However, there are mixed views on this subject. Serotonin produced in the gut does not cross the blood-brain barrier: it’s the serotonin synthesized from dietary tryptophan in brain cells that influences mood, depression and anxiety (Bektas et al. 2020). The main mediator of these effects would therefore be the serotonin-modulated ENS, rather than circulating serotonin.
Clinical trials on neurological and psychiatric disorders focus on increasing or reducing tryptophan levels, through supplementation or deprivation. A systematic review and meta-analysis of thirteen studies found a positive correlation between probiotics and kynurenine pathway metabolism, but limited evidence of an effect from prebiotics (Purton et al. 2021).
Tryptophan and cancer
Tryptophan has been shown to be a useful diagnostic marker for some cancers. For example, tryptophan fluorescence has been used to assess colonic neoplasms, while amino acid profiling and combined serum histidine and plasma tryptophan have been shown to facilitate the diagnosis of renal carcinoma (Friedman 2018).

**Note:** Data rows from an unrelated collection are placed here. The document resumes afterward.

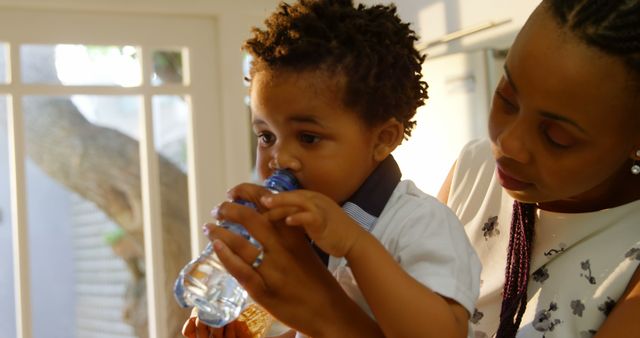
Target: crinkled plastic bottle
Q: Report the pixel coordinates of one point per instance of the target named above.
(205, 283)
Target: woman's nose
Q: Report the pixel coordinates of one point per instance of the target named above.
(513, 141)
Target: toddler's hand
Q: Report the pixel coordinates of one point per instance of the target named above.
(323, 219)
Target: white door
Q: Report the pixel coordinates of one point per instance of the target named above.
(63, 62)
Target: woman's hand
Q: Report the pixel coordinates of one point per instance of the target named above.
(194, 328)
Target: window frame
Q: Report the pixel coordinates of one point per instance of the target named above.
(216, 100)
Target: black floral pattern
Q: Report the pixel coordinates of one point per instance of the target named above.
(477, 315)
(543, 321)
(578, 307)
(541, 274)
(633, 253)
(490, 228)
(607, 306)
(586, 266)
(554, 251)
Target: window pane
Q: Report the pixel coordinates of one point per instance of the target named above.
(7, 301)
(83, 193)
(80, 65)
(170, 123)
(167, 68)
(4, 79)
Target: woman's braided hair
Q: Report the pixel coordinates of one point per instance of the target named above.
(370, 46)
(613, 27)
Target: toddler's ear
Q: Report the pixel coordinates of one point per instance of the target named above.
(388, 136)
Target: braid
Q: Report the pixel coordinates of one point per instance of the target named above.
(514, 297)
(613, 26)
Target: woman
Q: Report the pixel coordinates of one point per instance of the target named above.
(565, 138)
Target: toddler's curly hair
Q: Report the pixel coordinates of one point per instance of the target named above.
(370, 46)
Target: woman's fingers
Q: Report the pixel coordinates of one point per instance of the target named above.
(189, 328)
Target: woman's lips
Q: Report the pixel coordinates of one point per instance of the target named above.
(509, 182)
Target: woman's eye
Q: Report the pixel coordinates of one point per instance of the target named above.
(503, 98)
(309, 138)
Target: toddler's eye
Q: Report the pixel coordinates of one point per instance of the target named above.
(309, 138)
(265, 138)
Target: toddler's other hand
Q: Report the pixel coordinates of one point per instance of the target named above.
(324, 221)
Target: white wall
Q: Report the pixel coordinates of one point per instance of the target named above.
(432, 19)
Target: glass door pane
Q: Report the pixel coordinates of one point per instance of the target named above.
(7, 299)
(82, 180)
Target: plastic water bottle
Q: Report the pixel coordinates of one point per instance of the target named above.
(205, 283)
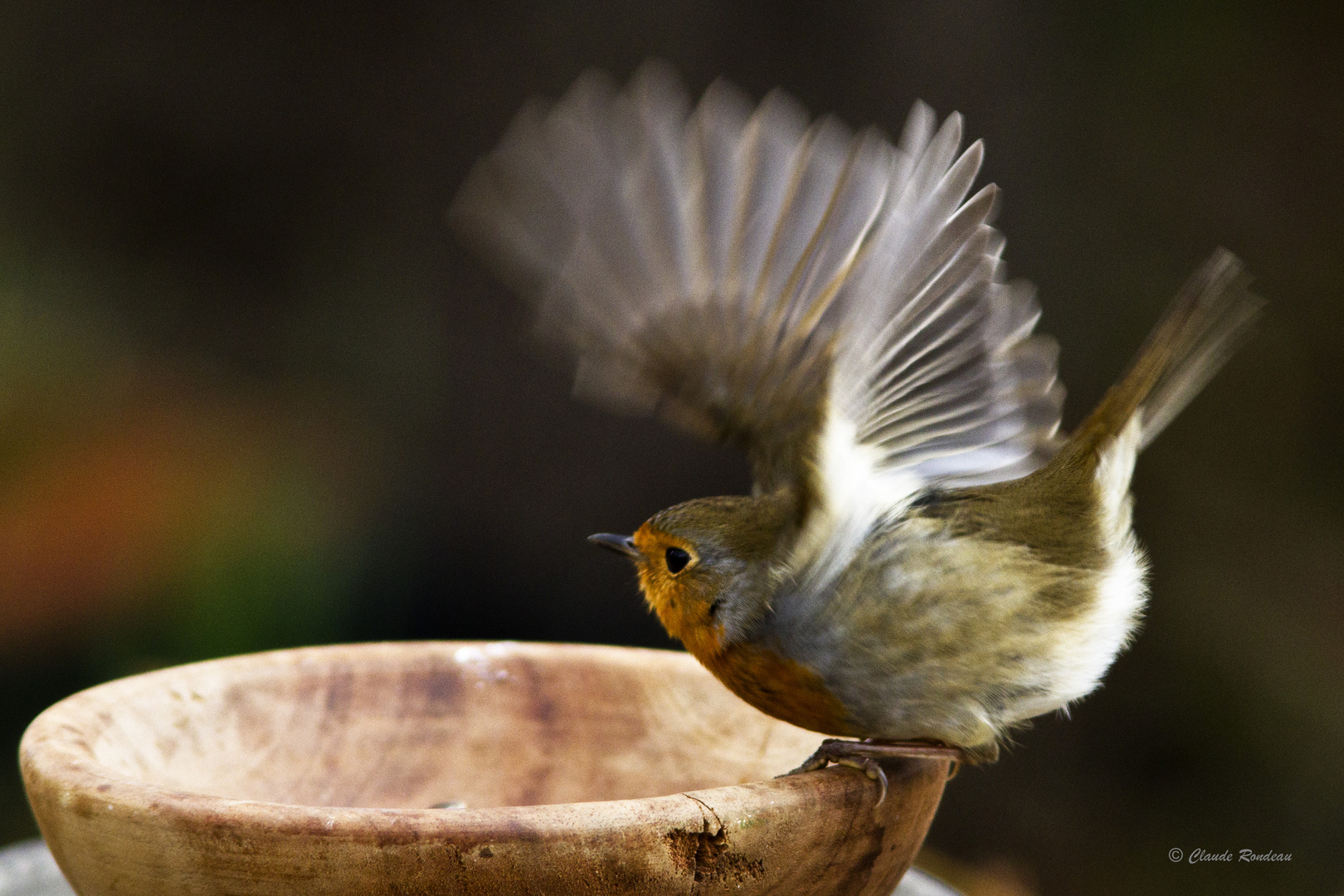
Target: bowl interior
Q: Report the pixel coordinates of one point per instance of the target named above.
(411, 726)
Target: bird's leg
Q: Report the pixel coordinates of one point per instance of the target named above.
(864, 755)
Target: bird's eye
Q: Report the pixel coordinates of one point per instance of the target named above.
(676, 559)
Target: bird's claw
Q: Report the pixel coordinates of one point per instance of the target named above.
(864, 755)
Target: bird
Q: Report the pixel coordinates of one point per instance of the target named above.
(923, 562)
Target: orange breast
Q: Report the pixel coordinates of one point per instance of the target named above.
(780, 687)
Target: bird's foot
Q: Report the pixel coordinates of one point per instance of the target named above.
(864, 755)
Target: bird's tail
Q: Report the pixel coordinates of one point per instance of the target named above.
(1207, 321)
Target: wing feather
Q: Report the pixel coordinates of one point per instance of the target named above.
(830, 301)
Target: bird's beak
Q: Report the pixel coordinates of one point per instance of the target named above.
(619, 543)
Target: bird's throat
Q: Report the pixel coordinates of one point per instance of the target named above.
(778, 687)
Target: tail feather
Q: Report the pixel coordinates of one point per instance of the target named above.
(1207, 321)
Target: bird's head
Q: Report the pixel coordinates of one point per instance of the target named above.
(709, 567)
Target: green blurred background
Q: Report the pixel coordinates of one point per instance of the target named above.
(253, 395)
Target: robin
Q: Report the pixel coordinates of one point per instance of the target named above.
(923, 562)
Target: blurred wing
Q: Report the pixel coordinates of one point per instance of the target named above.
(686, 258)
(827, 301)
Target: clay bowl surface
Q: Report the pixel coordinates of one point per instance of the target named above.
(583, 770)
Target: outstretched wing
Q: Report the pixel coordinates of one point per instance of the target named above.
(827, 301)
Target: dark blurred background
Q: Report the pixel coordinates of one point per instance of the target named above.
(253, 394)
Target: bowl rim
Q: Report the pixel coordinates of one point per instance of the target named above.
(56, 752)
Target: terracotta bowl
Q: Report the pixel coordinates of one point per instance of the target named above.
(582, 770)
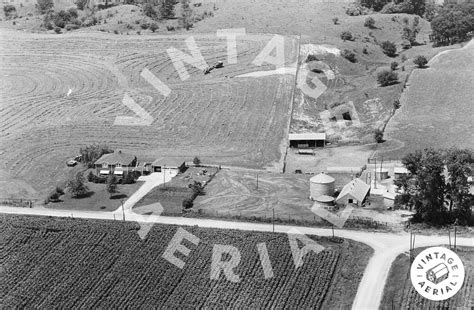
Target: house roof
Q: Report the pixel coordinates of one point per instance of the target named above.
(356, 188)
(116, 158)
(170, 162)
(307, 136)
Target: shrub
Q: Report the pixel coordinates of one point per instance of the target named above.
(187, 203)
(420, 61)
(378, 136)
(349, 55)
(389, 48)
(346, 35)
(154, 27)
(44, 6)
(9, 11)
(369, 22)
(387, 77)
(70, 27)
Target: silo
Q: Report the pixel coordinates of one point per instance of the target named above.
(325, 200)
(321, 184)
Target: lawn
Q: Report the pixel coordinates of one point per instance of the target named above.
(400, 294)
(171, 194)
(97, 199)
(75, 263)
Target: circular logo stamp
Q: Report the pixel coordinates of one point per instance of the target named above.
(437, 273)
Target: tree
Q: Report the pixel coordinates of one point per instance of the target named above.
(369, 22)
(166, 9)
(410, 32)
(150, 11)
(389, 48)
(77, 186)
(111, 185)
(453, 24)
(153, 27)
(349, 55)
(378, 136)
(44, 6)
(458, 165)
(81, 4)
(420, 61)
(186, 19)
(387, 77)
(9, 11)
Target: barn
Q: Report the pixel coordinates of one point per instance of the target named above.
(353, 192)
(307, 140)
(168, 163)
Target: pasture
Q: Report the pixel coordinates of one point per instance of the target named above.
(73, 263)
(218, 117)
(437, 107)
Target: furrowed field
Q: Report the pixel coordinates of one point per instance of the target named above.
(218, 117)
(102, 264)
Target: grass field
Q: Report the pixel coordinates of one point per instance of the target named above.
(400, 294)
(70, 263)
(220, 118)
(437, 108)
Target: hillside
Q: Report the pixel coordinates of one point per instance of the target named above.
(69, 263)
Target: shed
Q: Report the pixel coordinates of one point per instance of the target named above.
(168, 163)
(354, 192)
(307, 140)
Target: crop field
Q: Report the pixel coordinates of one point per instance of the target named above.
(437, 109)
(218, 117)
(71, 263)
(399, 292)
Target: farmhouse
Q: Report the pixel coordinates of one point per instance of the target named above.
(354, 192)
(116, 163)
(168, 163)
(307, 140)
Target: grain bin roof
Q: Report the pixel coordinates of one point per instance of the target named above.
(356, 188)
(322, 178)
(307, 136)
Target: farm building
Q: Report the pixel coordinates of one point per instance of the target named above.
(321, 185)
(307, 140)
(354, 192)
(116, 163)
(168, 163)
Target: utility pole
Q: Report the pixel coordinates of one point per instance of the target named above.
(123, 212)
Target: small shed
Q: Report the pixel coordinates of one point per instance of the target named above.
(355, 192)
(168, 163)
(307, 140)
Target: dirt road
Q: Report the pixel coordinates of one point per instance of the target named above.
(369, 295)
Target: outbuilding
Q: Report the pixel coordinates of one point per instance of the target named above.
(307, 140)
(168, 163)
(355, 192)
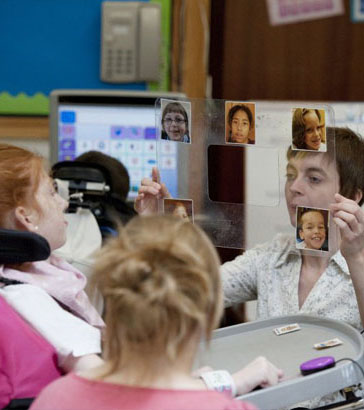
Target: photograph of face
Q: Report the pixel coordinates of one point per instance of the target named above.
(176, 120)
(182, 208)
(312, 229)
(239, 122)
(308, 129)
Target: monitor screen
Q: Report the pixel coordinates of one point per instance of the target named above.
(120, 124)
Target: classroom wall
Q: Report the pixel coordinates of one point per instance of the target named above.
(311, 60)
(46, 45)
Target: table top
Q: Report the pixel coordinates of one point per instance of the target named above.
(234, 347)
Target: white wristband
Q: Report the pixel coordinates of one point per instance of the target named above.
(219, 380)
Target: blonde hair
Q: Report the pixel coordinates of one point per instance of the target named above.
(161, 285)
(20, 172)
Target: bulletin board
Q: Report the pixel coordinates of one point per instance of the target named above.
(46, 45)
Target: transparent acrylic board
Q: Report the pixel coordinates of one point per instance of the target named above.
(262, 212)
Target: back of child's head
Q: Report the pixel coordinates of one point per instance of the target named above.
(160, 280)
(21, 172)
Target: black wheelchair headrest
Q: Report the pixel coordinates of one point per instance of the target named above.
(22, 246)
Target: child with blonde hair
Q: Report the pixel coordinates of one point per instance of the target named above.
(162, 296)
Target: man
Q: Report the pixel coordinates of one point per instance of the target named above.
(285, 281)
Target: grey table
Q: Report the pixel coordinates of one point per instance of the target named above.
(233, 347)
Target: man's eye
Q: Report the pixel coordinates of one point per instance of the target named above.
(290, 177)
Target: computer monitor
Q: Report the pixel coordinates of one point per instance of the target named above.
(121, 124)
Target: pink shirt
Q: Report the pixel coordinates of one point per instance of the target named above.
(27, 361)
(75, 392)
(61, 281)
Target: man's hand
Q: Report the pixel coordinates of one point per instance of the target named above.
(150, 191)
(349, 217)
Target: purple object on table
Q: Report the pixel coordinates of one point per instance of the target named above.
(315, 365)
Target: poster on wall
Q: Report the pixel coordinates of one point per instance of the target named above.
(357, 11)
(294, 11)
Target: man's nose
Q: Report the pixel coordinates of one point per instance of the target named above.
(297, 186)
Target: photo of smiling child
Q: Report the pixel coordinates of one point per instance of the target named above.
(182, 208)
(312, 229)
(239, 122)
(308, 129)
(176, 121)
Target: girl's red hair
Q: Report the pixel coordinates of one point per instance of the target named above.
(20, 174)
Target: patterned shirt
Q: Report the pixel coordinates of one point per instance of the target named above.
(270, 274)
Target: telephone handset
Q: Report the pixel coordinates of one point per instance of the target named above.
(131, 39)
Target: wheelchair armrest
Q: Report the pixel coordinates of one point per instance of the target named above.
(22, 246)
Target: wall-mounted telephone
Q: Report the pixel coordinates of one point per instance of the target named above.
(130, 41)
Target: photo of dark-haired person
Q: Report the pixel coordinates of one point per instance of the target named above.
(182, 208)
(312, 229)
(176, 120)
(239, 122)
(308, 129)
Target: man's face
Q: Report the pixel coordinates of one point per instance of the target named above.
(311, 182)
(313, 230)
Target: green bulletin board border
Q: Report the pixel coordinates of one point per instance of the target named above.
(38, 104)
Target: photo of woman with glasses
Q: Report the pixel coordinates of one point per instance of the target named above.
(175, 123)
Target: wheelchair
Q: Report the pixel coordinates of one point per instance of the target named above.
(19, 247)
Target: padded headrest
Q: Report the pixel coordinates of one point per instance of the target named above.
(22, 246)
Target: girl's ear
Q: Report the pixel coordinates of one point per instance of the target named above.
(358, 195)
(25, 219)
(302, 236)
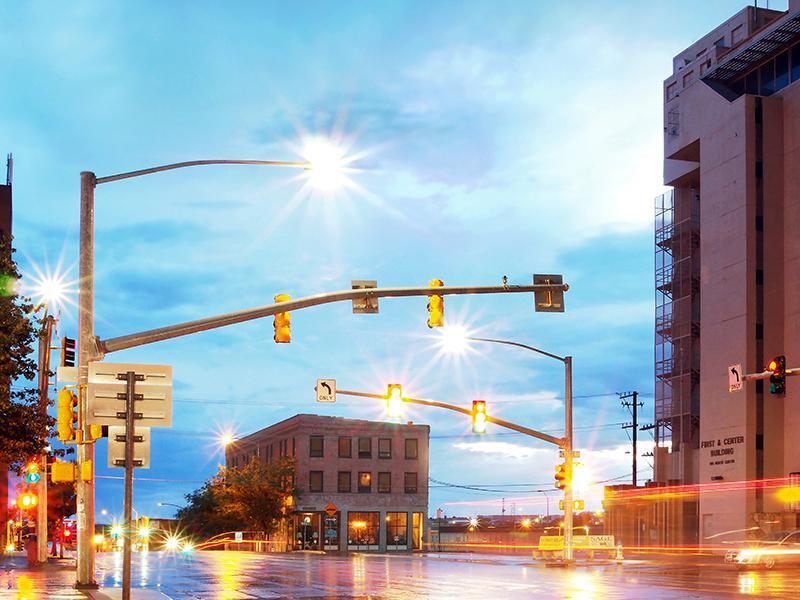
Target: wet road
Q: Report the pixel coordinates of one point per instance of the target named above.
(233, 575)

Tryptophan metabolism has also been associated with tumor cell malignancy and restriction of antitumor immunity, though clinical trials targeting the tryptophan-kynurenine-aryl hydrocarbon receptor (AhR) axis with immunotherapy have been inconclusive (Peyraud et al. 2022).
Drug development in oncology mostly focuses on inhibiting enzymatic activity in the kynurenine pathway, for example, with IDO1 and TDO inhibitors.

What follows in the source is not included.